The frigate deployed to the Mediterranean in July 2005, and assisted a stricken French sailing vessel (28 July). She visited NS Rota, Spain (28–29 July), and then entered the Mediterranean, where she participated in Active Endeavor (28 July–19 August and 24 November–5 December). Klakring queried more than 200 vessels, and covertly shadowed two merchantmen of special interest: Krios I and Peter. In addition, Cutlass 471, the frigate’s embarked Seahawk, photographed a Kilo class attack submarine carried on board Chinese merchant vessel Kang Cheng. Klakring returned home on 20 December 2005. Throughout the year, the ship conducted 18 burials at sea, including her commissioning commanding officer, Comdr. Leonard O. Wahlig.
Comdr. Randall L. Lovell relieved Comdr. Jacobs as the commanding officer on 10 March 2006. Klakring participated as an opposing force in COMPUTEX twice—against amphibious assault ship Iwo Jima (LHD-7) from 29 March to 4 April, and Dwight D. Eisenhower (12 April–12 May).
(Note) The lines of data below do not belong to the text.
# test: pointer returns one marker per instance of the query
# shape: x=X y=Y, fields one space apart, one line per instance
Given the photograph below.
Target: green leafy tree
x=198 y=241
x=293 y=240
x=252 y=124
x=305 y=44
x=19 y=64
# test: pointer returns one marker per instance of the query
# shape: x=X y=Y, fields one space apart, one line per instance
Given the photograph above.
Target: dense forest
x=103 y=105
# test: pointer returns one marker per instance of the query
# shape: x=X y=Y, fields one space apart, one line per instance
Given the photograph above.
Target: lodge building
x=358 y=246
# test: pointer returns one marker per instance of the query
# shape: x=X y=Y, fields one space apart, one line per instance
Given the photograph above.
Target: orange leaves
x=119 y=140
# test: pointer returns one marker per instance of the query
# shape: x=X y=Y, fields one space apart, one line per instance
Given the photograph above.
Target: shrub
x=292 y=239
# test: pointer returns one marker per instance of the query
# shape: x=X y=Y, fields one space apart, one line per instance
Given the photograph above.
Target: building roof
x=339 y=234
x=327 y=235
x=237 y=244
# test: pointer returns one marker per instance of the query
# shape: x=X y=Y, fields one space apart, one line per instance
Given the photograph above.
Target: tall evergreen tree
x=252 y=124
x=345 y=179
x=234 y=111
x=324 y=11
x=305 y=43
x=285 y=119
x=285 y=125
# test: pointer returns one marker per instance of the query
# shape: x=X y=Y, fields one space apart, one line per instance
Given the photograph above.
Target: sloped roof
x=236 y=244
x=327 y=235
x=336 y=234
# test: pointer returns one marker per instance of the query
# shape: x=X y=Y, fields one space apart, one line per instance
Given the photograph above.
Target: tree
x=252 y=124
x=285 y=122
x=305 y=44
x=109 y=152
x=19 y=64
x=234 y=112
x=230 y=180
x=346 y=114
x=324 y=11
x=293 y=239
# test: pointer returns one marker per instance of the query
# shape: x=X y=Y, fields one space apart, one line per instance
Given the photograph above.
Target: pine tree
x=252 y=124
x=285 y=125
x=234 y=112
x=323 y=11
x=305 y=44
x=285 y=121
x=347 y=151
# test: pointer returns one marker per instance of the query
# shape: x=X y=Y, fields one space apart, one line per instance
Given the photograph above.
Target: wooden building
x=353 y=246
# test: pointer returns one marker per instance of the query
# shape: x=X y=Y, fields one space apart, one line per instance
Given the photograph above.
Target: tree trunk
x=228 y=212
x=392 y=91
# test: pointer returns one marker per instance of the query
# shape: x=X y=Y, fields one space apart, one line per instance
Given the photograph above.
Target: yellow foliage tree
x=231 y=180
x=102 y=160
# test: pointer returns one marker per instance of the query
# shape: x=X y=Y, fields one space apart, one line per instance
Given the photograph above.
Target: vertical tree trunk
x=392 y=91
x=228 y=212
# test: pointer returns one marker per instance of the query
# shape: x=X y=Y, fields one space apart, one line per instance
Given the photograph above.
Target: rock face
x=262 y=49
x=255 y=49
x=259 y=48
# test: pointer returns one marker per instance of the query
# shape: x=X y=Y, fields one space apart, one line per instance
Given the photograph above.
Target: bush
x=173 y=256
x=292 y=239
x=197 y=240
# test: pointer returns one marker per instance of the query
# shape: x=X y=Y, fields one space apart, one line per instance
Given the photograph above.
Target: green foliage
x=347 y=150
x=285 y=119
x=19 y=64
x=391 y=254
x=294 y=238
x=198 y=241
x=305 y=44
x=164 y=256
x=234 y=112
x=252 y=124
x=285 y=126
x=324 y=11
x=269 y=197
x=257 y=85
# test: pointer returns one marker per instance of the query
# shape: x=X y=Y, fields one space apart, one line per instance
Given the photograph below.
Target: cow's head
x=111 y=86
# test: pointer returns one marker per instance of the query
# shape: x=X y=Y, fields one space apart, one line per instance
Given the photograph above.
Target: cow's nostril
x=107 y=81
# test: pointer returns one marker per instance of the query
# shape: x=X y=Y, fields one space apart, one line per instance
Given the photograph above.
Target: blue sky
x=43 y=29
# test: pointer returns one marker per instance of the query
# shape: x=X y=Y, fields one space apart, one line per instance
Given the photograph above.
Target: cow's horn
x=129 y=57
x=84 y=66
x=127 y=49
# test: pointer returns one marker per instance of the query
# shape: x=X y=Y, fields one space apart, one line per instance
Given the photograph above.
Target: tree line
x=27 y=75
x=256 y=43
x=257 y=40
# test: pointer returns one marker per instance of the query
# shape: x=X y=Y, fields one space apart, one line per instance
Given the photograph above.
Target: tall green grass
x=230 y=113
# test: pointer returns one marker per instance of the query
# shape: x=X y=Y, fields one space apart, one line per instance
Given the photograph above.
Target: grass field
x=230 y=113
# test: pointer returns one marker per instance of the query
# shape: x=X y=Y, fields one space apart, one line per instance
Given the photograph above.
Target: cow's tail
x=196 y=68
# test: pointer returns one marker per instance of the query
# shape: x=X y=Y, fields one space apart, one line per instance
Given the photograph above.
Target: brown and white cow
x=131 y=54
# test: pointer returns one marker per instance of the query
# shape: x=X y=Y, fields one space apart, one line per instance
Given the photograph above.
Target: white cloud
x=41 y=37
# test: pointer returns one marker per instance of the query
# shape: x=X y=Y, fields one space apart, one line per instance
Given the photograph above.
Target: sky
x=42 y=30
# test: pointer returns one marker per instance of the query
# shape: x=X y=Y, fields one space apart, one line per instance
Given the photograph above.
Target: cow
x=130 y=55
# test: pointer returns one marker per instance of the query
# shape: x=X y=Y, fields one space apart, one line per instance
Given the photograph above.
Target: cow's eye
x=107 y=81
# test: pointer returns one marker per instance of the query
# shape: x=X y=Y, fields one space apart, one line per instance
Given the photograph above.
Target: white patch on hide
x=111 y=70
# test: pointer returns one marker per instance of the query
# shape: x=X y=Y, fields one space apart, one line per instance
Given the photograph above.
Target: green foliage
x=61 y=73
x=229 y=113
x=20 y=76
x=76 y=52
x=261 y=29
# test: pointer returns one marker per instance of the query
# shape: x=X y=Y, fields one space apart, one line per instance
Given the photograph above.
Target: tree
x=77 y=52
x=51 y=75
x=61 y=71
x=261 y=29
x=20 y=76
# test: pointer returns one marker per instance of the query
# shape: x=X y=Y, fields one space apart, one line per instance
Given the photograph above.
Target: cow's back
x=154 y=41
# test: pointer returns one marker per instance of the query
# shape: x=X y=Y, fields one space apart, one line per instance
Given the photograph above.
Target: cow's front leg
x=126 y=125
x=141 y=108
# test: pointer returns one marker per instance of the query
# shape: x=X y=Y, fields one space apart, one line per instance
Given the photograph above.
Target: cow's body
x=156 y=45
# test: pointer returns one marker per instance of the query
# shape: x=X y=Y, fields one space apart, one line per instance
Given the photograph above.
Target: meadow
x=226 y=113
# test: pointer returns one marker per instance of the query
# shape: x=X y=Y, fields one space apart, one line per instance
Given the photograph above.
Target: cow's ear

At 1802 on 5 April 2006, Klakring received a distress call over bridge-to-bridge radio concerning a USAF General Dynamics F-16C Fighting Falcon, flown by Capt. Craig T. Schultz, USAF, of the 55th Fighter Squadron, that crashed into the sea. Five to six foot swells rolled in the area, which the original report placed about 40 nautical miles east of Winyah Bay, S.C. Klakring immediately increased her speed and reached the area within the hour. Comdr. Lovell ordered all available crewmembers topside to assist in the search, and Coast Guard D6553, an Aérospatiale HH-65A Dolphin flying from CGAS Charleston, dropped two flares to direct the lookouts.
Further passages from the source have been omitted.